‘Our online worship is disciplined, deep and much valued.’

Trying to figure out how to blend in-person and online worship? Michael Long tells us how Stocksfield Quakers are preparing

'Our Meeting has fully embraced the concept of blended worship.' | Photo: courtesy of Stocksfield Meeting

Stocksfield Meeting, part of Northumbria Area Meeting, sits on the A695 in the Tyne Valley and is on mainline bus and rail routes between Newcastle upon Tyne and Carlisle. A former Co-op dairy, then an office, the building was gifted to the established but homeless Stocksfield Quakers some forty years ago. The building has capacity for about forty-five in worship and has a well-resourced library/children’s room, kitchen, toilet and a garden to the rear.
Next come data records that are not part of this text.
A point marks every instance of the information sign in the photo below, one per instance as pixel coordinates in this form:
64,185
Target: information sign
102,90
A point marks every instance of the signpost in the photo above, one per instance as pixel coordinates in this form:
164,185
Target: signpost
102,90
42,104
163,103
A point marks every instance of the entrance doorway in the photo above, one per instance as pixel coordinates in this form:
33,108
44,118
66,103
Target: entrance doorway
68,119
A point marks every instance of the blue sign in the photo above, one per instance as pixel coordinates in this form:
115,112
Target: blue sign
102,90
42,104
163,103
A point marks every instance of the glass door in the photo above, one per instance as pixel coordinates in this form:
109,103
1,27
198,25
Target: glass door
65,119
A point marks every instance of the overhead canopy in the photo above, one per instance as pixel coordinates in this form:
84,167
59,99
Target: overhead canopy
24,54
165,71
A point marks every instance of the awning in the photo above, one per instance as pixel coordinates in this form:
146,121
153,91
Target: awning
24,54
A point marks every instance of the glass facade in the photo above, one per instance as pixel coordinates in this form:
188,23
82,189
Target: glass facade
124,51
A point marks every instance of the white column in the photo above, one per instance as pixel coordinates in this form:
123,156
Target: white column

A small Meeting, it comprises twenty-nine members and attenders, just one of whom lives in Stocksfield, the remainder travelling in from nearby villages and Hexham town. A normal Sunday Meeting for Worship might attract up to twelve Friends. Pre-Covid the Meeting house hosted weekly ‘Friendly Fridays’ for isolated and elderly villagers, a monthly ‘Friends on Fridays’ – a social gathering with an invited speaker – and had three established weekly lettings to other community groups. There is a close relationship with Churches Together in Stocksfield.